Hepatic nuclear factor 1-alpha directs nucleosomal hyperacetylation to its tissue-specific transcriptional targets.

Mutations in the gene encoding hepatic nuclear factor 1-alpha (HNF1-alpha) cause a subtype of human diabetes resulting from selective pancreatic beta-cell dysfunction. We have analyzed mice lacking HNF1-alpha to study how this protein controls beta-cell-specific transcription in vivo. We show that HNF1-alpha is essential for the expression of glut2 glucose transporter and L-type pyruvate kinase (pklr) genes in pancreatic insulin-producing cells, whereas in liver, kidney, or duodenum tissue, glut2 and pklr expression is maintained in the absence of HNF1-alpha. HNF1-alpha nevertheless occupies the endogenous glut2 and pklr promoters in both pancreatic islet and liver cells. However, it is indispensable for hyperacetylation of histones in glut2 and pklr promoter nucleosomes in pancreatic islets but not in liver cells, where glut2 and pklr chromatin remains hyperacetylated in the absence of HNF1-alpha.

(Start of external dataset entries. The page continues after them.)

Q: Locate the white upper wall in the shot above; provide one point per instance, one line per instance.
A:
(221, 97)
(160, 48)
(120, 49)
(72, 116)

In contrast, the phenylalanine hydroxylase promoter requires HNF1-alpha for transcriptional activity and localized histone hyperacetylation only in liver tissue. Thus, different HNF1-alpha target genes have distinct requirements for HNF1-alpha in either pancreatic beta-cells or liver cells. The results indicate that HNF1-alpha occupies target gene promoters in diverse tissues but plays an obligate role in transcriptional activation only in cellular- and promoter-specific contexts in which it is required to recruit histone acetylase activity. These findings provide genetic evidence based on a live mammalian system to establish that a single activator can be essential to direct nucleosomal hyperacetylation to transcriptional targets.